Abrams ha contattato l’operatore del ransomware DoppelPaymer (che poi è lo stesso del famigerato ransomware Maze) per capire come fosse riuscito a colpire il backup della vittima. La ricostruzione si basa sul software di backup Veeam, molto diffuso negli Stati Uniti per i backup aziendali, ma potrebbe valere per qualsiasi soluzione di backup.

Come è avvenuto l’attacco
Nel corso dell’attacco, l’operatore di DoppelPaymer ha compromesso un host: ovviamente non ha specificato se tramite phishing, malware o attaccando servizi di desktop remoto esposti. Una volta ottenuto l’accesso alla macchina, ha proceduto alla diffusione laterale lungo la rete, fino ad ottenere l’accesso alle credenziali di amministrazione e al domain controller. Usando poi tool come Mimikats, ha proceduto al dump delle credenziali dall’active directory.

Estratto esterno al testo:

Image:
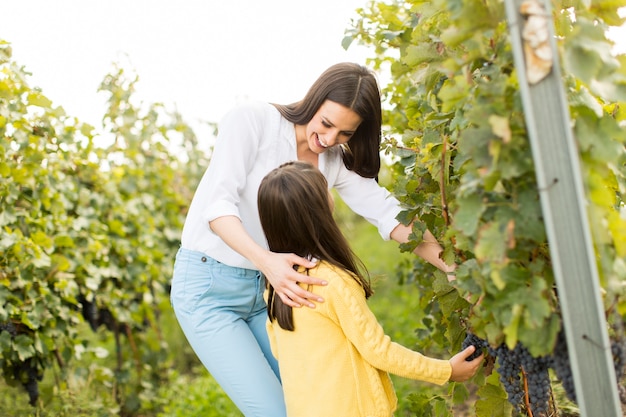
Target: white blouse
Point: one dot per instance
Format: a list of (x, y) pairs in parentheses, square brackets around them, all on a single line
[(253, 139)]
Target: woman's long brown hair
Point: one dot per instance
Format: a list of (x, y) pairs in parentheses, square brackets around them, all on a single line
[(355, 87), (296, 215)]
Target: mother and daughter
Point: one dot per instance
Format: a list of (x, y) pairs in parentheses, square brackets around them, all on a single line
[(334, 357)]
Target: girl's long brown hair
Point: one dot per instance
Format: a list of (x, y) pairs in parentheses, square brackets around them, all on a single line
[(355, 87), (296, 216)]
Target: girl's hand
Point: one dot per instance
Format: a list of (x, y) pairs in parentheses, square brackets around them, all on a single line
[(279, 270), (463, 370)]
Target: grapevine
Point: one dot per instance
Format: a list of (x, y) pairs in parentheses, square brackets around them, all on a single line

Abrams conferma che questo è più che sufficiente per avere accesso al software di backup dato che alcuni configurano Veeam per usare l’autenticazione Windows. Se l’account di backup in cloud è così configurato, l’attaccante può ottenere l’accesso al backup in cloud. L’operatore di DoppelPaymer non ha specificato come ha ottenuto le credenziali del backup, ma è evidente che è riuscito a farlo. I mezzi possibili sono molti: keylogger, attacchi di phishing, lettura della documentazione salvata localmente sul server di backup ecc…

Fonte: https://www.bleepingcomputer.com/

A questo punto l’attaccante ha usato le credenziali dello storage in coud per ripristinare i dati della vittima in un server sotto il controllo degli attaccanti. La vittima non ha ricevuto quindi nessun avviso, dato che i server sembravano funzionare normalmente. Indipendentemente dall’uso che potrà fare l’attaccante dei dati ottenuti tramite il backup in cloud, è certo che prima di criptare tutti i dispositivi collegati alla rete, ha provveduto alla cancellazione dei backup impedendo così il ripristino dei dati.

“I backup in cloud sono un’ottima soluzione contro i ransomware, ma non proteggono al 100%. Questo perchè molto spesso i backup non sono ben configurati, i backup offline sono spesso obsoleti e il fattore umano lascia aperte molte strade”: queste sono le parole testuali dell’attaccante, inviate via email ad Abrams.

Proteggere i backup
Una corretta configurazione del backup può comunque mettere al riparo da un tipo di attacco così insidioso, dato che se un attaccante ottiene un accesso privilegiato sulla rete, tutto è a rischio. Anzitutto è utile che la distribuzione del software di backup non abbia accesso al web oppure che si trovi in una rete a gestione isolata. Inoltre è utile avere a disposizione più copie di backup disponibili su diversi supporti. E’ la cosiddetta regola del 3-2-1, tre copie dei dati su due supporti diversi, una delle quali conservata “lontana” dalle altre due: il cloud è un ottimo sistema per memorizzare la terza copia di backup.

Anche proteggere la rete, come si è visto, è fondamentale: software di monitoraggio della rete, sistemi di individuazione delle intrusioni e controllo degli accessi geografico e tramite IP sono altre utili soluzioni.